Zero-emission vehicles could help China with its national-security interest in reducing oil imports, Wang said. In addition, Chinese automakers now see ZEVs as a chance to finally export large numbers of cars and trucks.

“It is good industrial logic to develop products in and for the largest market,” said Bill Russo, managing director of Gao Feng Advisory Co. and a former head of Fiat Chrysler Automobiles NV’s Chrysler unit in China. “The U.S. move, together with China’s push, will serve to put China in the position to lead the commercialization of new energy vehicle technologies.”

Some automakers are pressing the government for more time to meet the targets, Wang said. But they also appreciate California’s involvement, since it provides a legal template that they themselves helped developed through long years of legal sparring with the state’s Air Resources Board. Mary Nichols, the board’s chairperson, is scheduled to join Brown on the week-long trip.

Plug-in vehicles
Volkswagen AG aims to sell 1.5 million units of zero-emission or plug-in cars in China by 2025 with most of them locally produced, while General Motors Co. is targeting 150,000 units in the same time frame under its Buick, Chevrolet and Cadillac brands.

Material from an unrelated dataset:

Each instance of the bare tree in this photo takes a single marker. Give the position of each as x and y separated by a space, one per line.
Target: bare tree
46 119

Wang predicted that by 2025, 10 percent to 20 percent of China’s vehicle sales could come from battery-powered cars or plug-in hybrids. Last year, Chinese consumers purchased 507,000 such vehicles, or more than three times as many as in the U.S.

“China is the world’s largest single market for electric vehicles today,” said Roland Hwang, director of the transportation program at the Natural Resources Defense Council, an environmental advocacy group. A California-like electric car sales mandate “in China will kick the whole global electric vehicle market into even higher gear,” he said.

‘Remain vigilant’
Brown has vowed to fight attempts by the Trump administration to undermine the state’s stringent auto rules and to go to court if there’s a challenge to California’s 47-year-old permission to enact clean-air rules that are tougher than U.S. standards.

In the interview, Brown accused the U.S. auto industry of backing Trump, saying it hasn’t changed much since General Motors claimed in 1973 that it would go bankrupt if California forced the installation of catalytic converters.

“The leopard is not going to change its spots,” Brown said. “We have to remain vigilant.”

In separate statements, GM and Ford Motor Co. signaled that the Paris withdrawal may do little to sway their plans for current and future electric vehicles. Though neither addressed The pullout directly, Ford said climate change is real and GM said “international agreements aside, we remain committed to creating a better environment.”

Brown’s opposition to Trump’s policies could have political ramifications at home. “Climate change could be a unifying issue that pulls the Democratic Party together if the 2018 midterm elections become a referendum on Trump,” said Alan Baum, an independent auto analyst in Bloomfield Township, Mich.